Most of you remember the time when the Priesthood was entirely male. I certainly remember the argumentation through the 1980s, and the insistence that the witness of tradition and scripture meant that women could not be in any position of leadership in the church. At that time, as a young layman in Sydney, these arguments were very strong and persuasive. Many of you here were involved in the battles at that time, including cases in the New South Wales Supreme Court.
This resistance to the Ordination of Women continues in the Australian Church. In 2006 the Reverend Michael Jensen wrote Sydney Anglicanism: An Apology. It is an erudite and impressive book, and I recommend it to you as an excellent resource. It helps explain the reluctance to ordain women and accept their leadership in the Anglican Church of Australia. In Chapter 9, entitled “A Line in the Sand”, Michael Jensen talks about the reasons why he – and most of his colleagues from Sydney – could not and do not accept the ordination of women as priests and bishops. In his understanding, the Bible was quite clear: women could not exercise leadership over men. Among other proof texts, 1 Corinthians 11.2-16 and 1 Timothy 3.1-12 were clear: headship is only for men. A line in the sand was drawn.
Like many of you, my views have changed dramatically over the last forty years. As I have seen the Holy Spirit move through the ministry of women priests and bishops, I cannot deny their call to ordained ministry and leadership. The fruit of the Spirit is there to be seen, and not denied. In my Diocese we would be lost without the leadership of women. One of my Archdeacons is a Māori woman who as a parish priest revitalized one of our aboriginal parishes, and who now as a volunteer, on top of her work as a parish priest, is leading the Aboriginal communities through Far North Queensland. Under the supervision of the Venerable Annette Woods there has been a dramatic growth in almost all of our aboriginal communities. The Spirit has been truly moving through her, and we benefit so much from her priestly leadership. And she is only one of a number of remarkable women leading vibrant and growing ministries in North Queensland. I am sure that most of you here can point to remarkable women exercising servant-leadership as priests and bishops.
The ninety-two ordained in 1992 have been a gift to the church from which we still benefit. I give thanks and glory to God for this. I also acknowledge and give thanks for the work and stubborn determination of the Movement for the Ordination of Women over many decades, and acknowledge their presence here today.
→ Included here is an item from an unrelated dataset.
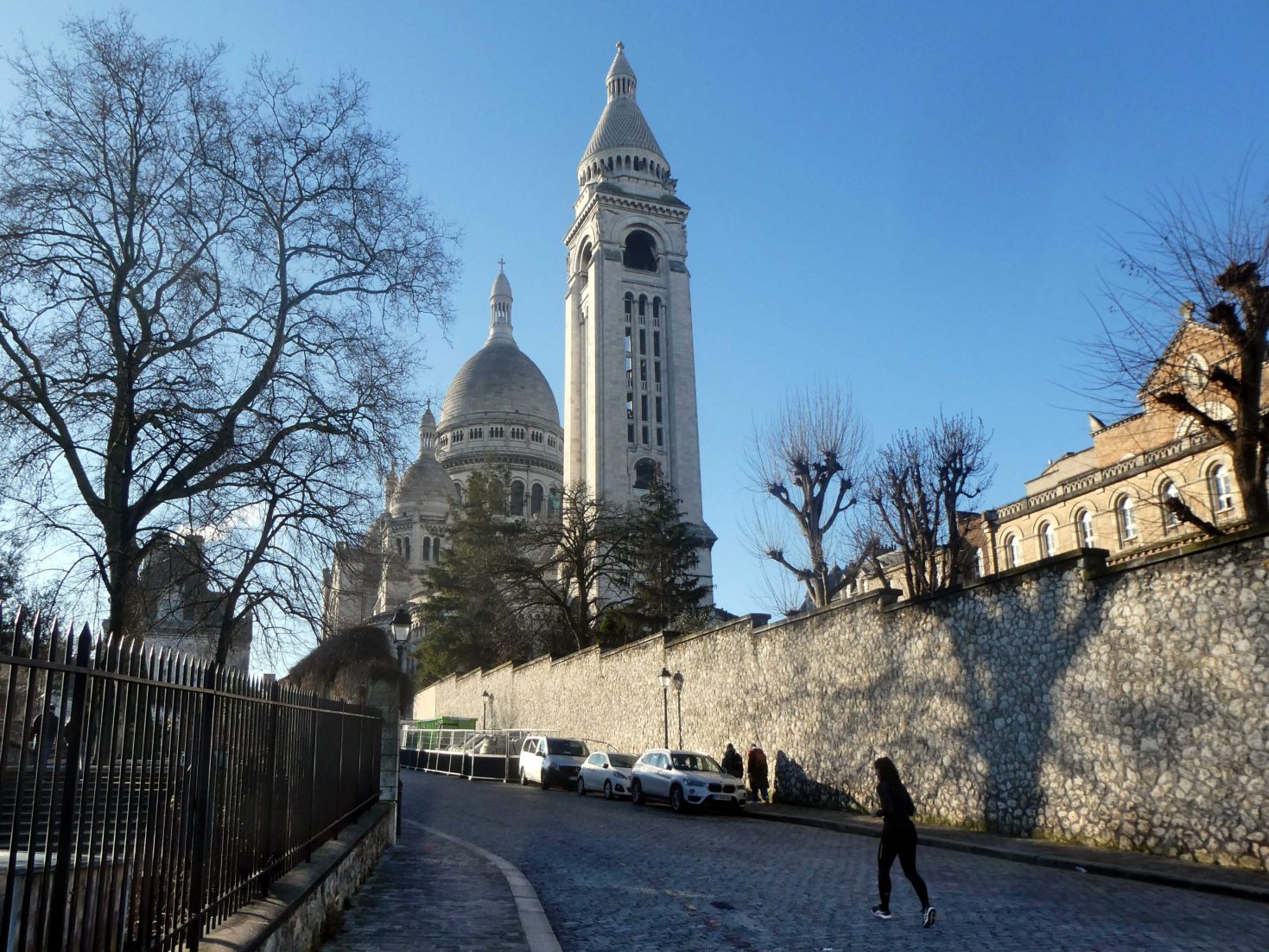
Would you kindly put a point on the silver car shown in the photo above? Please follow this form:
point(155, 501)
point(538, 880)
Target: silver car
point(684, 778)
Especially I acknowledge as members of this Synod two of the original ninety-two: the Most Reverend Kay Goldsworthy and the Right Reverend Kate Prowd. Thank you.
It should be said that I was ordained in a province – the Anglican Church of Melanesia – which does not accept the ordination of women, mainly on cultural grounds. I have seen the pain that the debate causes in Melanesia for both those in favour, and those against, the ordination of women. I also see that same pain here, where so many of you continue to oppose ordination of women because to you it appears to be in clear contradiction of scripture or tradition. I respect the sincerity of your opposition, even if I no longer share your hermeneutic or exegesis on this matter. Semper reformanda! I am however grateful that so many of you no longer see this as a matter of salvation, and therefore can be at the same table as those who differ with you on this matter. Perhaps some lines in the sand do fade with time and tide.
Accordingly, I would ask you to join with me in a time of celebration and joy, as we remember those pioneering women from 1992 and give thanks for their contribution to our church. May the Holy Spirit continue to bless their ministry as they share with us their love of God and of his Son, our Lord Jesus Christ, in whom we all find redemption and salvation. Amen.